Vice president of harness racing wagering – apply now

by Dean Towers

I saw a press release last week from an online gaming company announcing their new betting portal for eSports wagering. As you may know, eSports wagering involves betting on teams of gamers who compete in video game tournaments for League of Legends, Dota 2 and Starcraft, among others.

The new portal this book has created is rich with information. At the site you can not only learn about the games, and bets, you can deep dive into what it takes to become a winner. Articles on calculating betting margins and positive expected value are featured.

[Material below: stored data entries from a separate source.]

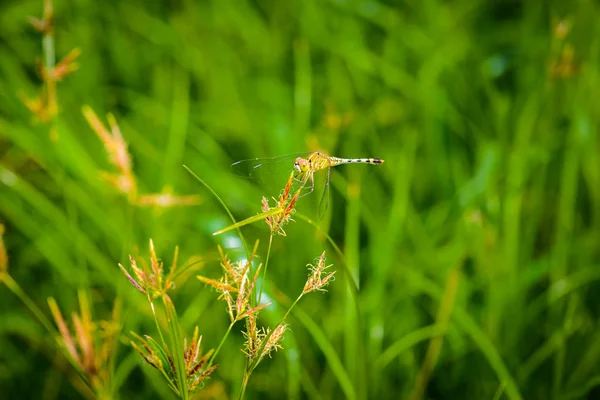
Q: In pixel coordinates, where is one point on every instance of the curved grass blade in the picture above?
(250, 220)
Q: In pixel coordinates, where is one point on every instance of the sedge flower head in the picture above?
(150, 280)
(285, 204)
(318, 277)
(237, 286)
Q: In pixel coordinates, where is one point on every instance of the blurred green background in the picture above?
(476, 244)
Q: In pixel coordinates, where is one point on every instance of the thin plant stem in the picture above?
(212, 358)
(244, 384)
(224, 207)
(265, 270)
(157, 324)
(14, 287)
(49, 58)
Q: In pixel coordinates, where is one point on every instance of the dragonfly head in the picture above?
(301, 165)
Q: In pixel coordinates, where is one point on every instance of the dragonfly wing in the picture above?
(324, 201)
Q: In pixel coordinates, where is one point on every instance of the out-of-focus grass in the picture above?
(485, 112)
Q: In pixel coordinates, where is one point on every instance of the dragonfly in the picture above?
(305, 167)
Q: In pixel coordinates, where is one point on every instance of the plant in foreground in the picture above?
(91, 345)
(237, 288)
(182, 365)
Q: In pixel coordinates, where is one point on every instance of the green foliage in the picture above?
(474, 246)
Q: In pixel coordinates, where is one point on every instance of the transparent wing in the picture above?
(265, 169)
(324, 200)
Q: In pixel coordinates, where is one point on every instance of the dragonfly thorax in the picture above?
(301, 165)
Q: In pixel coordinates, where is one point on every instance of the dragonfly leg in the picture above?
(309, 189)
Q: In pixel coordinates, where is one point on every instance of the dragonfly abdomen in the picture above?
(338, 161)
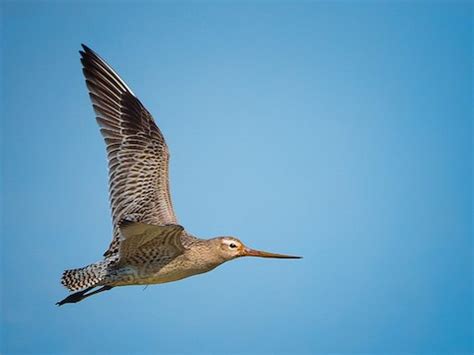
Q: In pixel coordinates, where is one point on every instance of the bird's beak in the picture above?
(263, 254)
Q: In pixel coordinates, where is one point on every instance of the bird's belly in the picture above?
(172, 271)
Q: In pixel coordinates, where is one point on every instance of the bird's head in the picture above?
(230, 248)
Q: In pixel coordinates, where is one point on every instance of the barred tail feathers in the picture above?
(90, 275)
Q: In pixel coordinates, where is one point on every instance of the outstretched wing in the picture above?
(136, 150)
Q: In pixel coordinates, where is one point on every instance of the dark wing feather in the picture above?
(136, 150)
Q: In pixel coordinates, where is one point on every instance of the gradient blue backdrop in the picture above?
(338, 131)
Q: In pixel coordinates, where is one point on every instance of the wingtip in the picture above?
(87, 49)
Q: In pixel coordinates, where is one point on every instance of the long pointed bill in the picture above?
(264, 254)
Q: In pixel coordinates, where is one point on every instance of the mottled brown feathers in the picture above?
(137, 152)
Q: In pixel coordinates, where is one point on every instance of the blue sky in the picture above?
(338, 131)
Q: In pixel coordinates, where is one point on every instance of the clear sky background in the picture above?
(338, 131)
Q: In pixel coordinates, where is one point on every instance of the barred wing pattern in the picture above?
(136, 150)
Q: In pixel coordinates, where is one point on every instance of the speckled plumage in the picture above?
(148, 246)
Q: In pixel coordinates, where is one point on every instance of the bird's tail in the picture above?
(88, 276)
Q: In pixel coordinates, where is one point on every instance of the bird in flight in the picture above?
(148, 244)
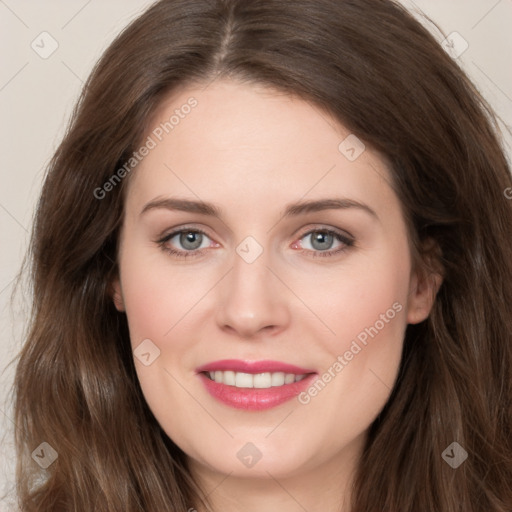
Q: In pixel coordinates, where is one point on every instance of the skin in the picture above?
(251, 151)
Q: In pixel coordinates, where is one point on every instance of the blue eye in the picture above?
(322, 241)
(192, 241)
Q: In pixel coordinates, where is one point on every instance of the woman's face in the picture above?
(295, 294)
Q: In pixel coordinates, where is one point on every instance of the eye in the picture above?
(191, 240)
(322, 240)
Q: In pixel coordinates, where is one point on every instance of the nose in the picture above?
(253, 301)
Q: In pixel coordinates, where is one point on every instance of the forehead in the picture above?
(241, 143)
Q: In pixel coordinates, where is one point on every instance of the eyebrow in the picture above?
(291, 210)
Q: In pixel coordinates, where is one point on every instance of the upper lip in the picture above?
(238, 365)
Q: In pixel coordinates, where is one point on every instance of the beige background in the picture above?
(37, 96)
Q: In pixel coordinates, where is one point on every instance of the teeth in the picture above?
(257, 380)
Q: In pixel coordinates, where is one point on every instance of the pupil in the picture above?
(189, 239)
(323, 238)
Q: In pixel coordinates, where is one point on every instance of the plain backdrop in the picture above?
(37, 96)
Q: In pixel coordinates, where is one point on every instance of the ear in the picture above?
(117, 294)
(424, 285)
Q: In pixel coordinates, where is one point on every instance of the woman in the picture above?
(272, 270)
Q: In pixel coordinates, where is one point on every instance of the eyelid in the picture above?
(343, 236)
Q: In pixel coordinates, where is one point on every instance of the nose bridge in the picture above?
(253, 298)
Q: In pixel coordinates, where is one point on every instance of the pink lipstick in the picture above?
(254, 385)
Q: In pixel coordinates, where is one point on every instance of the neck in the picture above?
(321, 488)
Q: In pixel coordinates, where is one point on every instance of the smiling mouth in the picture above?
(257, 380)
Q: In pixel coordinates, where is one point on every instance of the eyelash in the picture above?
(347, 241)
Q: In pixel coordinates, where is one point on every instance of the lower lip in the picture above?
(255, 399)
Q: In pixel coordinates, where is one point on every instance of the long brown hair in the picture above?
(370, 64)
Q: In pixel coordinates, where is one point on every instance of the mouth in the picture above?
(258, 381)
(254, 385)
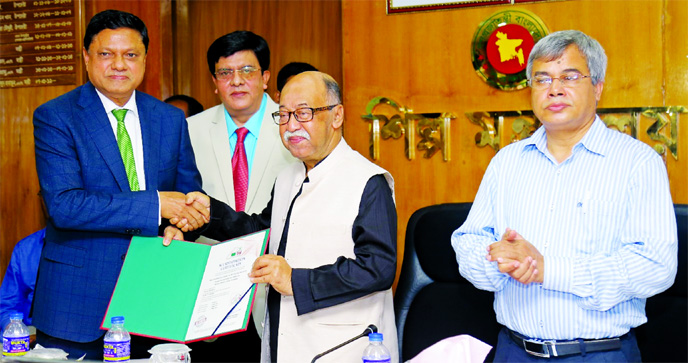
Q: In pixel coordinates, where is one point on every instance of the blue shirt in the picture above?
(253, 125)
(603, 220)
(16, 292)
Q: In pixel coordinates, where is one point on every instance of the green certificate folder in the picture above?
(187, 291)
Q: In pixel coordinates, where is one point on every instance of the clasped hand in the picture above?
(193, 211)
(187, 212)
(517, 257)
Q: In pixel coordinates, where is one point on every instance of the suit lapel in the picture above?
(92, 115)
(268, 140)
(219, 138)
(150, 135)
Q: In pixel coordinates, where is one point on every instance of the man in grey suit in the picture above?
(239, 63)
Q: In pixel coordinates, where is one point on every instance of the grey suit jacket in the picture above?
(210, 141)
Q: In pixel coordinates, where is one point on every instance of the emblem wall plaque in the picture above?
(501, 46)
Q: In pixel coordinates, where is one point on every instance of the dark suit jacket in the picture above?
(93, 213)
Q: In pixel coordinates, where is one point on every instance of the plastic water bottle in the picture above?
(117, 345)
(376, 352)
(15, 337)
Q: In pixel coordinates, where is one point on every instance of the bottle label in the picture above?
(116, 351)
(15, 346)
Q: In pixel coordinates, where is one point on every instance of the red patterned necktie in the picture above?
(240, 170)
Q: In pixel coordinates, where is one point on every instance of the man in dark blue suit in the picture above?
(112, 163)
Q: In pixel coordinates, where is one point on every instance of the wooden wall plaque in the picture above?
(39, 43)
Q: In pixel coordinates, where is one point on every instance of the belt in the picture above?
(558, 348)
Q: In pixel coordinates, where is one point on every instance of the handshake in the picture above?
(185, 212)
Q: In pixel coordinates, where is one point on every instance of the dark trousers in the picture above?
(94, 350)
(508, 351)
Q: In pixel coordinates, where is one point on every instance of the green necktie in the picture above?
(125, 149)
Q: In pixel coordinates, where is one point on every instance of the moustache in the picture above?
(297, 133)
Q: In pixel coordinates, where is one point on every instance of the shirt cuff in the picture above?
(303, 295)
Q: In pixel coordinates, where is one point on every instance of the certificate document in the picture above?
(187, 291)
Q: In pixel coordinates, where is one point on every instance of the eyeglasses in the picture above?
(301, 114)
(245, 72)
(567, 80)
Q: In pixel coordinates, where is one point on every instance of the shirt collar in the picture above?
(592, 140)
(109, 105)
(253, 124)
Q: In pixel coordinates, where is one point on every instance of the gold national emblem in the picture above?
(501, 46)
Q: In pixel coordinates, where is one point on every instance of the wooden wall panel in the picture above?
(422, 60)
(303, 31)
(20, 208)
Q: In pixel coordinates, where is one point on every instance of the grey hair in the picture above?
(334, 93)
(553, 45)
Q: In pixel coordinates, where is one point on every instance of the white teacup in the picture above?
(170, 353)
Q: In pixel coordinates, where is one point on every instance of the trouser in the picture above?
(508, 351)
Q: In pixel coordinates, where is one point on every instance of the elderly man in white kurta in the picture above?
(332, 251)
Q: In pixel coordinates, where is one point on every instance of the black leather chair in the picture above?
(664, 338)
(432, 300)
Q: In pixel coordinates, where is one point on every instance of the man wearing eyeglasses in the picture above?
(572, 262)
(332, 253)
(237, 146)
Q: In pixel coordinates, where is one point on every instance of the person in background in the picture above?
(572, 262)
(332, 221)
(18, 285)
(239, 153)
(289, 71)
(112, 163)
(186, 103)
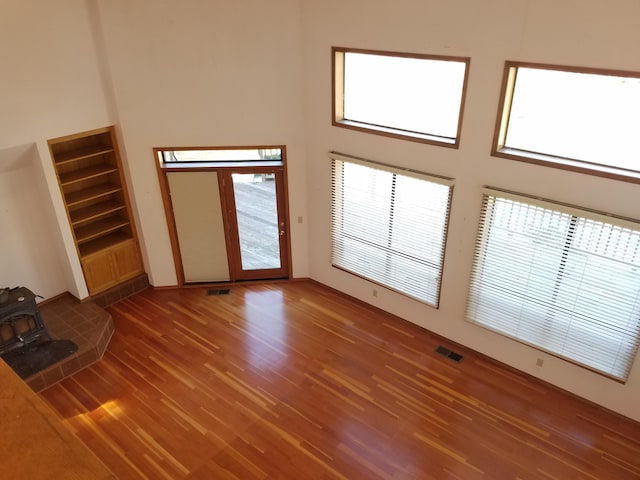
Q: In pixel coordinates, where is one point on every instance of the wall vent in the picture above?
(218, 291)
(445, 352)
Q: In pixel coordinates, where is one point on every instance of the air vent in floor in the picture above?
(218, 291)
(456, 357)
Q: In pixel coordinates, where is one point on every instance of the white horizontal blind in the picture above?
(389, 226)
(558, 278)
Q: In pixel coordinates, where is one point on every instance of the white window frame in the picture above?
(417, 105)
(389, 225)
(600, 166)
(562, 279)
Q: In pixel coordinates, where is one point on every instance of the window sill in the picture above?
(397, 133)
(568, 164)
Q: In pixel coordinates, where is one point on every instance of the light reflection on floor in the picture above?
(266, 334)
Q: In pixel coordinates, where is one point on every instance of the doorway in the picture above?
(227, 212)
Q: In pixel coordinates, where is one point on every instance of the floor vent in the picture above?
(456, 357)
(218, 291)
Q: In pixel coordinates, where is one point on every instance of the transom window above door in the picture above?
(402, 95)
(269, 156)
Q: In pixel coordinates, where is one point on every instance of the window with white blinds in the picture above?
(389, 225)
(559, 278)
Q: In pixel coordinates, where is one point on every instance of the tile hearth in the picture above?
(86, 324)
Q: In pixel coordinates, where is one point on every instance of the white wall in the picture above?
(50, 87)
(205, 73)
(568, 32)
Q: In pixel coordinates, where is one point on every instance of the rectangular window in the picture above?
(559, 278)
(410, 96)
(220, 157)
(579, 119)
(389, 225)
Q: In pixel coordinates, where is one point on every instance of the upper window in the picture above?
(580, 119)
(560, 278)
(389, 225)
(415, 97)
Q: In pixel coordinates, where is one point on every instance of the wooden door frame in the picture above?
(162, 172)
(236, 271)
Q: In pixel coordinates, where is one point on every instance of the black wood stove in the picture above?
(25, 343)
(20, 320)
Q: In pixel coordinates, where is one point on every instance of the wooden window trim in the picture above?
(498, 148)
(337, 98)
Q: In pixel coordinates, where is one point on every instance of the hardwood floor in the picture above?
(294, 381)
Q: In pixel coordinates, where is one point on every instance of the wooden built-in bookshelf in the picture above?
(89, 171)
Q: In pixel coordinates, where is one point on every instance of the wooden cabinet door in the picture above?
(126, 260)
(99, 272)
(111, 266)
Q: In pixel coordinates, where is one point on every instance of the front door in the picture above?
(228, 212)
(256, 219)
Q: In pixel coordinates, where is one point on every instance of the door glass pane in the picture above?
(257, 212)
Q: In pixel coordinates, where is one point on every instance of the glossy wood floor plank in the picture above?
(294, 381)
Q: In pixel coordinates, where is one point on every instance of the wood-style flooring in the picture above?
(295, 381)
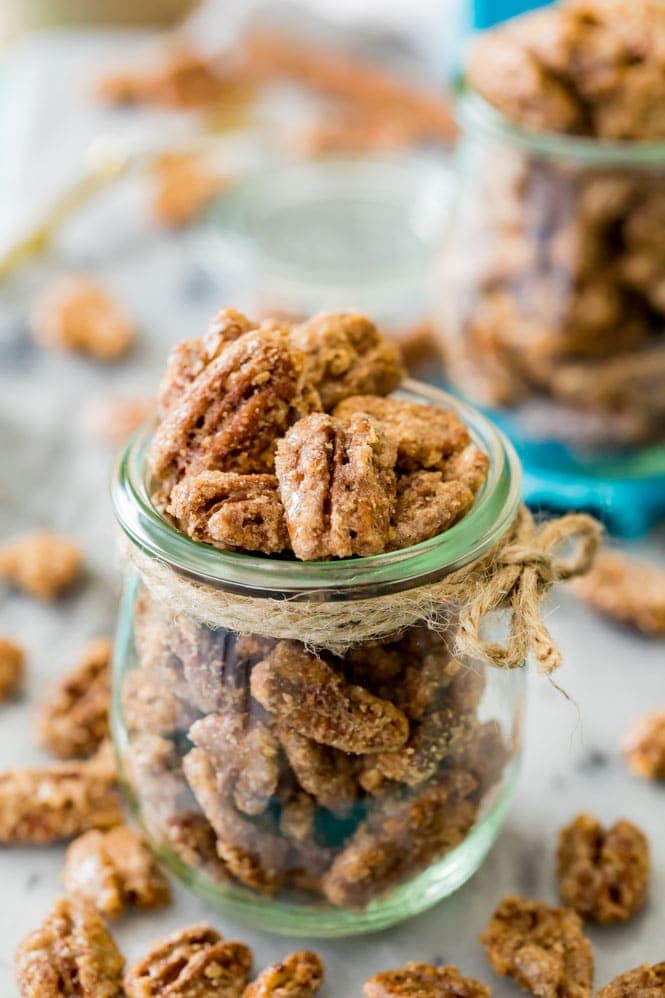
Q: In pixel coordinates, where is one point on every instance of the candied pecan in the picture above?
(193, 838)
(426, 437)
(72, 953)
(114, 870)
(345, 354)
(244, 753)
(74, 719)
(256, 857)
(542, 947)
(422, 980)
(400, 838)
(647, 981)
(231, 415)
(325, 773)
(41, 563)
(337, 485)
(426, 506)
(628, 590)
(11, 667)
(190, 963)
(57, 801)
(76, 313)
(231, 511)
(184, 186)
(603, 873)
(302, 691)
(644, 746)
(298, 975)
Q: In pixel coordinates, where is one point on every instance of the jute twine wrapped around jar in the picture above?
(514, 575)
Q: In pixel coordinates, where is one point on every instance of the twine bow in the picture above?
(523, 570)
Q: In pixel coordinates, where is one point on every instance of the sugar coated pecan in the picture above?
(57, 801)
(422, 980)
(298, 975)
(114, 870)
(337, 485)
(41, 563)
(231, 511)
(11, 667)
(426, 437)
(190, 963)
(627, 590)
(400, 838)
(255, 857)
(314, 700)
(72, 953)
(76, 313)
(603, 873)
(232, 414)
(74, 720)
(345, 354)
(426, 505)
(644, 746)
(542, 947)
(244, 753)
(647, 981)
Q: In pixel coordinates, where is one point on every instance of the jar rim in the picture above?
(271, 576)
(475, 114)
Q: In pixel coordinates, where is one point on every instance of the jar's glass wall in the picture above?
(312, 794)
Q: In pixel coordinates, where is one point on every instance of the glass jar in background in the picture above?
(551, 307)
(273, 778)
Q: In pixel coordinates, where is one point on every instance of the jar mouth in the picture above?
(476, 115)
(273, 576)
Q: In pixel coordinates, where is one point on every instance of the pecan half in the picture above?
(74, 721)
(231, 511)
(603, 874)
(314, 700)
(12, 665)
(422, 980)
(114, 870)
(337, 485)
(425, 437)
(298, 975)
(542, 947)
(41, 563)
(72, 953)
(346, 355)
(190, 963)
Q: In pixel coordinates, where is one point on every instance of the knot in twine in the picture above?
(513, 575)
(524, 569)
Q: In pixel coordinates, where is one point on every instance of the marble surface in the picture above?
(53, 473)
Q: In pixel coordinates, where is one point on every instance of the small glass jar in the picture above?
(550, 301)
(273, 776)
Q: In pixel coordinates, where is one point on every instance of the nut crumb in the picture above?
(316, 702)
(114, 870)
(190, 963)
(73, 721)
(12, 666)
(647, 981)
(627, 590)
(644, 746)
(76, 313)
(603, 873)
(72, 953)
(41, 563)
(422, 980)
(298, 975)
(542, 947)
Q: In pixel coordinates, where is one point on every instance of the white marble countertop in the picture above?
(53, 474)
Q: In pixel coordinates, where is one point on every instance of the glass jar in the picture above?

This offshore gaming company took its first eSports bet in 2010, and set benchmarks for growth in the years shortly thereafter.

“[We] passed the 5 million eSport bet milestone earlier this year, and I was projecting to reach 10 million by January 2018. With the relaunch of our eSports Hub I may have to revise that prediction,” said Marco Blume, trading director.

They have taken it upon themselves as a business to sell the sport to gamblers, to offer good odds on the games, and be a one-stop shop for everything eSports. They believe as eSports grows, so do they, and they’ve taken ownership in its growth.

As I looked further into this strategy and subsequent offering, something dawned on me.

Where is the one-stop shop that sells harness racing to gamblers; who offers great odds; who gives customers everything they need to be a harness racing customer? Where’s the harness racing betting portal?

There isn’t one.

The USTA and Standardbred Canada are member websites. You can get information from track websites, but they’re disparate and have no focus. Twinspires and TVG (and other ADW’s) are primarily thoroughbred betting hubs. And rather than teaching players how to gamble on a sport, these sites simply look to service existing customers.

Harness racing has been around since the 1800’s, while eSports has been around since about 2010. One has a partners and a portal to push the sport (and the bet). They have executives building a plan to grow the bet. The other has virtually nothing.

If you had to wager on which sport takes more bets next year than they do this year – harness racing or eSports – who’s your money on?

I think it’s time for harness racing – lead by someone, somewhere in the “Department of Harness Racing” – to send out a resume call for a vice president of wagering.

It’s not like this is a fairy tale position, drummed up by someone who writes a column on the internet. There actually is a vice president of wagering for a sport – in Hong Kong, at the Hong Kong Jockey Club. This man pushes the bet, sells it, and studies it to maximize it, not much unlike the way the offshore book above structures and sells eSports.

This position sure came in handy back in 2006.

At that time, wagering on the sport in Hong Kong was being attacked mercilessly by offshore books and the competition that was rapidly coming online. In ‘06, handle on Hong Kong horse racing shrunk to $7.7 billion U.S. (for comparison, harness racing does about $2 billion U.S. in handle) and something needed to be done, quickly.

It was.

Immediately, the vice president of wagering created a new plan to reward existing punters looking for more value, while at the same time encouraging the subset of people Hong Kong racing was losing, to increase their play.
In year two, it began to work. On tickets worth about $1,000 U.S. and above, new money increased by 57-78 per cent, volume shifted from other gambling avenues, and revenues with the program’s target increased 60 per cent. Gross handle increased $500 million U.S., or 6.4 per cent, halting the slide.

The sport in Hong Kong has never looked back. In 2016, Hong Kong horse racing generated about $14 billion (U.S.) in handle; near double from what it was only a decade ago.

Harness racing is a glorious game, with thousands upon thousands of animals, being taken care of and raced by thousands and thousands of people. These equines and their caretakers are being looked after by slot machines, horsemen groups, USTA Presidents, farms, and dozens of alphabets. That’s all well and good.

But who takes care of the bet?

I sincerely hope it’s the vice president of harness racing wagering. If you’re interested, send me your resume. I’ll try and pass it along.